Beachcombing is good in some areas, but always be aware of the tide schedule. Bay of Fundy tides build up rapidly in that great funnel and they can rise so quickly that wide, gently sloping beaches may be two or three feet underwater in a remarkably short time. Tourist centers and motels can give you tide schedules, so do coordinate your beachcombing with safety.

Bear Cove is a particularly attractive short side trip not mentioned in the brochure and probably the better for it. The road slides around this beautifully carved-out bit of oceanside to the pier that continues the curve on into the water from the blocky buildings that anchor it to the shore.

In late spring, banks of pink and lavender lupine filter the view of the sea. We came upon a man and a woman working on the propeller of a battered, salt-scoured fishing boat. It was easy to believe the sad stories about the fishing industry then.

Approaching the last community on the mainland, East Ferry, the highway lifts you gently over a hill, then you look down at the ferry pier below. We got into the line of cars and trucks that belonged to a group of local men lounging at the loading platform by a small grocery and gas station. There is an announced schedule, but who notices that? If there is no fog you can see the Joshua Slocum coming, going, or docked at either end of its run across Petit Passage. The fare was $1 for one way to both islands; the return trip is free.

Namesake of Hero

The Joshua Slocum is the namesake of the hero of Digby Neck.
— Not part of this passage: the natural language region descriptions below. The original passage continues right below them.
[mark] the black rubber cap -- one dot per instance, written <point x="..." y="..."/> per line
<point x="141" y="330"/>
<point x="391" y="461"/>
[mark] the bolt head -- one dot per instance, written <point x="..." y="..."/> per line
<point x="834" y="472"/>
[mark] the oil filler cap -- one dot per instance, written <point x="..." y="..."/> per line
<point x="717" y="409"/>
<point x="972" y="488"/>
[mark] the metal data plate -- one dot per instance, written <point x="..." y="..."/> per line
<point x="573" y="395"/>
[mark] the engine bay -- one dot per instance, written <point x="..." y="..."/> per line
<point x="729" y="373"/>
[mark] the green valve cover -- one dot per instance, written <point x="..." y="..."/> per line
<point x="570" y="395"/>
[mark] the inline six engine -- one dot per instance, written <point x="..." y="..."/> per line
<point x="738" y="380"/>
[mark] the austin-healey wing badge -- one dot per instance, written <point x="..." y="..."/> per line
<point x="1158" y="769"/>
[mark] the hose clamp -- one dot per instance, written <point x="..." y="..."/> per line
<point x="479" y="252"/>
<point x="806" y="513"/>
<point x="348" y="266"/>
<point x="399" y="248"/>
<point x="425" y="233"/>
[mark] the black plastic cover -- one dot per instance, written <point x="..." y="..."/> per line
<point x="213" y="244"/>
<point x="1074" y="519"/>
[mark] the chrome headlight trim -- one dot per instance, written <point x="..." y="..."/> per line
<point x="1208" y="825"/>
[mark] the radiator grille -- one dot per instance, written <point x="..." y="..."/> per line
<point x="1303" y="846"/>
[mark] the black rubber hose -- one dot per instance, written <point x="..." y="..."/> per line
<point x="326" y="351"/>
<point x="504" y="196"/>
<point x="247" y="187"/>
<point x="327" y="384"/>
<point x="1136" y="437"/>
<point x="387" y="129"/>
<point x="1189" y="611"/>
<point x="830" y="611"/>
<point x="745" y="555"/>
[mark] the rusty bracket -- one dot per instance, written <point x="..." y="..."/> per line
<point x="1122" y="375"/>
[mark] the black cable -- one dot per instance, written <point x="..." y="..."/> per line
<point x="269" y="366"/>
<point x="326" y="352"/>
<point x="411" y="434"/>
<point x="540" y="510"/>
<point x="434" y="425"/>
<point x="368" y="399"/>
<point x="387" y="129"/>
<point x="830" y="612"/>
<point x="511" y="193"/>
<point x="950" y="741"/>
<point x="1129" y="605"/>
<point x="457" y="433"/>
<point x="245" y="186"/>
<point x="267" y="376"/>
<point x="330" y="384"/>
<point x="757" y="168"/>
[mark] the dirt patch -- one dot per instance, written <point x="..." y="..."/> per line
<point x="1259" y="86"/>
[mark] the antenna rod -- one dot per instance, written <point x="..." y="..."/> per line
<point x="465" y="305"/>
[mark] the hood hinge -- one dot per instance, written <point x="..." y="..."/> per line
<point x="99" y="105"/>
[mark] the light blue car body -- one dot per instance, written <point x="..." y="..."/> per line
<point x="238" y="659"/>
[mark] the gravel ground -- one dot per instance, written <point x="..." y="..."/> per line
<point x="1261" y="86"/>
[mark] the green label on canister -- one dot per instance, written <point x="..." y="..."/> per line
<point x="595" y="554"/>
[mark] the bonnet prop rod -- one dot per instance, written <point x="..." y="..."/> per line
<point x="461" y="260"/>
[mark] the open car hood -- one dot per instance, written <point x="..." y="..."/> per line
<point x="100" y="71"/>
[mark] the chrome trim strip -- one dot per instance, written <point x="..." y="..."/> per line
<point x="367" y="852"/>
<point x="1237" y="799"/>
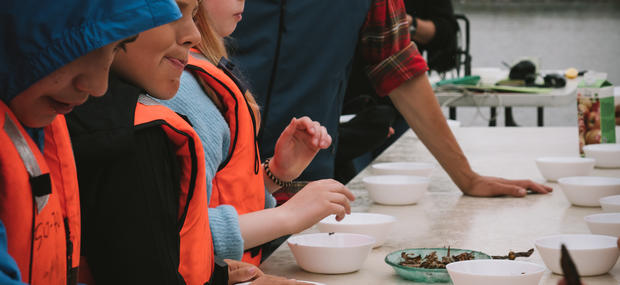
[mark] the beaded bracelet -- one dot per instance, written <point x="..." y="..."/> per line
<point x="273" y="177"/>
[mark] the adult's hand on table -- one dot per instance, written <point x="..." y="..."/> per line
<point x="486" y="186"/>
<point x="296" y="147"/>
<point x="239" y="271"/>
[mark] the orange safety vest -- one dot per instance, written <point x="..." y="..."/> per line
<point x="196" y="256"/>
<point x="239" y="181"/>
<point x="39" y="201"/>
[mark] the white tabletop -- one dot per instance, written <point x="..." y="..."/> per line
<point x="446" y="217"/>
<point x="557" y="97"/>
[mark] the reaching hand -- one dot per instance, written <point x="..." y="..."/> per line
<point x="297" y="146"/>
<point x="485" y="186"/>
<point x="239" y="271"/>
<point x="316" y="201"/>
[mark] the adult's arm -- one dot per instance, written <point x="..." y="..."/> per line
<point x="416" y="101"/>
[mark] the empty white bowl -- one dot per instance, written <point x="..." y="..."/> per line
<point x="375" y="225"/>
<point x="606" y="155"/>
<point x="331" y="253"/>
<point x="489" y="271"/>
<point x="554" y="168"/>
<point x="604" y="224"/>
<point x="610" y="204"/>
<point x="304" y="281"/>
<point x="396" y="189"/>
<point x="403" y="168"/>
<point x="592" y="254"/>
<point x="588" y="190"/>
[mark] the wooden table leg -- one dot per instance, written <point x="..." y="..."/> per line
<point x="541" y="114"/>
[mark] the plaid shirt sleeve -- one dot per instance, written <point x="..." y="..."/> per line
<point x="386" y="47"/>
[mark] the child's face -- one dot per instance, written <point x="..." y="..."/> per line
<point x="224" y="15"/>
<point x="157" y="58"/>
<point x="69" y="86"/>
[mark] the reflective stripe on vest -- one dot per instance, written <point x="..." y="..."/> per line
<point x="196" y="261"/>
<point x="238" y="183"/>
<point x="43" y="189"/>
<point x="42" y="224"/>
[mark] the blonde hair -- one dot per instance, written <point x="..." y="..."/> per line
<point x="213" y="48"/>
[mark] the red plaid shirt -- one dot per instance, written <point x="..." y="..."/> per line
<point x="391" y="57"/>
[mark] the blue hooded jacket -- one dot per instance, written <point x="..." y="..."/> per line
<point x="39" y="37"/>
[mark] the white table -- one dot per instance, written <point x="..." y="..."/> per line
<point x="446" y="217"/>
<point x="557" y="97"/>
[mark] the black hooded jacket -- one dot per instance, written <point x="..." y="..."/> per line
<point x="129" y="182"/>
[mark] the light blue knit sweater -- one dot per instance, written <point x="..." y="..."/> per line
<point x="214" y="134"/>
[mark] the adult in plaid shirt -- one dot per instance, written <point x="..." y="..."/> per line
<point x="298" y="56"/>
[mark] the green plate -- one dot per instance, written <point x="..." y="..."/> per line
<point x="422" y="274"/>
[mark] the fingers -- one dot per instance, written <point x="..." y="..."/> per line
<point x="243" y="274"/>
<point x="319" y="137"/>
<point x="529" y="184"/>
<point x="340" y="204"/>
<point x="510" y="190"/>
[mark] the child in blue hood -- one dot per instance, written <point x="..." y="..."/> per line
<point x="53" y="58"/>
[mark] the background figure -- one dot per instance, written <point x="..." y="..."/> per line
<point x="433" y="28"/>
<point x="299" y="69"/>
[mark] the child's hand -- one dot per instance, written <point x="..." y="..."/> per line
<point x="297" y="146"/>
<point x="316" y="201"/>
<point x="239" y="271"/>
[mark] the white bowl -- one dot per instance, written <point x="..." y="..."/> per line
<point x="404" y="168"/>
<point x="304" y="281"/>
<point x="604" y="224"/>
<point x="375" y="225"/>
<point x="489" y="271"/>
<point x="396" y="189"/>
<point x="606" y="155"/>
<point x="554" y="168"/>
<point x="611" y="204"/>
<point x="588" y="190"/>
<point x="592" y="254"/>
<point x="331" y="253"/>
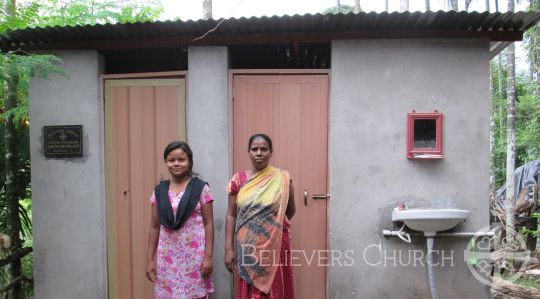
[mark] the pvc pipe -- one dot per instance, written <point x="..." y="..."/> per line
<point x="431" y="275"/>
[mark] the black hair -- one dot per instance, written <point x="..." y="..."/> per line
<point x="183" y="146"/>
<point x="263" y="136"/>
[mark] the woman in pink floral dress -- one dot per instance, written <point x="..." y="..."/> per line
<point x="181" y="236"/>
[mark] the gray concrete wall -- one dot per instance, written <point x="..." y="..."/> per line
<point x="208" y="135"/>
<point x="68" y="194"/>
<point x="374" y="84"/>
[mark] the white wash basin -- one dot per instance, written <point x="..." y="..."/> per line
<point x="430" y="221"/>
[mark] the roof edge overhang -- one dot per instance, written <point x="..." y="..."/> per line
<point x="497" y="38"/>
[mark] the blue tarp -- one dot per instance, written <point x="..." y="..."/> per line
<point x="526" y="175"/>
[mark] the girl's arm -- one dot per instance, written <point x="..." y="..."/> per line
<point x="153" y="237"/>
<point x="230" y="223"/>
<point x="291" y="207"/>
<point x="208" y="219"/>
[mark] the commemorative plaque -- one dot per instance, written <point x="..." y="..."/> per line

Slocum was born in the area, but the local versions of his story tend to overlook that early in life he became an American citizen. He was more a citizen of the world, a mariner who served as cook, shipmaster, boat builder, captain, author and lecturer.

The only credit the tourist is likely to hear about Slocum is that alone he sailed the Spray, a sloop he built himself, from a wharf on Brier Island to circumnavigate the globe in an adventure-filled three years, the first sailor to accomplish the feat.